Hawai'i's community colleges were established by the legislature in 1964 with a mandate to serve all the people of Hawai'i in an open-enrollment system. To go to other schools such as Manoa or HPU, you must apply and be accepted. Students who are accepted by application have demonstrated that they are ready for college and that they intend to finish. The latter may not happen, but the skills and intent are present when students, mostly of regular college age, walk in the door.

The CC system is a different world, with an average age of 28.2 at UH Maui College, as opposed to 22 at Manoa. Some are starting college straight out of high school, but most did not go to college at the "traditional" age. This is the brilliance of open enrollment at Hawai'i's community colleges: Anyone can play. This is also where the plot thickens.

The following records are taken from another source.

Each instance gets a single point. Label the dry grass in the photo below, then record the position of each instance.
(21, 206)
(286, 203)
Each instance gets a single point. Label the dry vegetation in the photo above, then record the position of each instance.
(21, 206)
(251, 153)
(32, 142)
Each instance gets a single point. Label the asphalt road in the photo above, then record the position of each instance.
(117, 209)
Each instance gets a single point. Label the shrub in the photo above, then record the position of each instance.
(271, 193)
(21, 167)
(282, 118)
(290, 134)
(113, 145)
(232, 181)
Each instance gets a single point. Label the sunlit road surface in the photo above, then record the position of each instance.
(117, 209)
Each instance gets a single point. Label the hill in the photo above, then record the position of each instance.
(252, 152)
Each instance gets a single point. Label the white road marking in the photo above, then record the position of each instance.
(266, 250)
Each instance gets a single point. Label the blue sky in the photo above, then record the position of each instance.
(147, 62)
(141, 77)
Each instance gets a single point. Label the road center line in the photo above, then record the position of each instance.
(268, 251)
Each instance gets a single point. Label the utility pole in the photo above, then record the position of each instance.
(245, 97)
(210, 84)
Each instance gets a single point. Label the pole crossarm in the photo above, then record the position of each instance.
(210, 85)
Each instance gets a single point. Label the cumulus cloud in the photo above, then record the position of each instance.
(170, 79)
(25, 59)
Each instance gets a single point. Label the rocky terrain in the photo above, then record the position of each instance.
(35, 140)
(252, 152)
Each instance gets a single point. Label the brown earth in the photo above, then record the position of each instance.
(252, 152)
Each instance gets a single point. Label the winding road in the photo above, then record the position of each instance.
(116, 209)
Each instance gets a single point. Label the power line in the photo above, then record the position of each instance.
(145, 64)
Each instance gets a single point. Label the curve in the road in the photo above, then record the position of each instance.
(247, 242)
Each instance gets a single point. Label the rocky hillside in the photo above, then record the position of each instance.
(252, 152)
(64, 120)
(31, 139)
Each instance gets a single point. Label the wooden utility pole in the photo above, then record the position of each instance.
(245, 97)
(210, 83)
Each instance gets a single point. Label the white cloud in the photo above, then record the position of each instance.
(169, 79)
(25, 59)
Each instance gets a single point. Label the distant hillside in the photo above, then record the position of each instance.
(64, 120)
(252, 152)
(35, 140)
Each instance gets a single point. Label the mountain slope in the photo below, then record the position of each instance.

President Obama has made a well-intentioned proposal for metrics-based Federal funding for colleges, calculated by graduation rates and length of time to degree, along with student-debt load and employability after graduation. The idea is to ensure students are not wasting money and time with high-cost, low-value degrees from for-profit schools. Federal funding follows ratings. Conceptually, it makes sense, but it will devastate open enrollment schools nationwide, including Hawai'i's community colleges. Well-funded, high profile schools select students likely to succeed and they will get the bulk of funding. CC students just do not matriculate on schedule for a number of predictable reasons, both practical and financial.

Our students have children they are raising, and some have grandchildren for whom they are primary caregivers. They work three jobs to keep a roof over their family's heads. I have students giving birth, enduring chemotherapy, or caring for parents and grandparents in hospice. Some are drop-outs who one day decide to get a GED and start improving their lives. They are the first in their immigrant family to even dream of college. They are recovering alcoholics or addicts with brilliant minds beginning to blossom. Some are simply taking an affordable path to applying to a Bachelor's program, and will do so successfully, but they will never complete the AA in which they enrolled.

Somehow, they persevere toward whatever goal prompted their return to school, and these are exactly the people open enrollment is designed to serve. Hawai'i colleges fall under accreditation by the Western Association of Schools and Colleges (WASC) or the Accrediting Commission for Community and Junior Colleges (ACCJC), which monitor how well schools meet standards and outcome goals. Among the standards, a credit hour is calculated as most of an hour in class plus about three hours of homework each week, or about 12 hours per three-credit course. For students maintaining children and household while working 60 hours a week, they are lucky to pass two classes a semester. To do 20 classes for an AA, that can take five years.

Under MRC Greenwood, the former UH system president infamous for the Stevie Wonder debacle, Manoa began a "15 to finish" initiative. That's 15 credits per semester to reach a BA in four years. It freaked our students out. They have no possibility of the time or funding to meet that goal. It would satisfy the ratings metrics, but would disenfranchise at least a third the 58,000 students in the UH system.

The Hawai'i community college system is nowhere near broken. Actually it is thriving, and fulfilling a plethora of diverse needs. You will find faculty encouraging and counseling students in a myriad of ways to get them through, despite the impossible situations, and we celebrate with them when they do finally finish after sometimes eight or nine years. They finish late not because of system problems, but because they are already going as fast as they can, short of neglecting the kids and giving up on having a home. They finish slowly, against overwhelming odds, but they do finish. Every system can use improvement, to be fair, and faculty and staff work constantly toward that goal. To that end, we need a system that nurtures all of our students on to degrees, on their own terms and in their own time, not one that will exclude the students lifting the heaviest loads on their roads to better lives.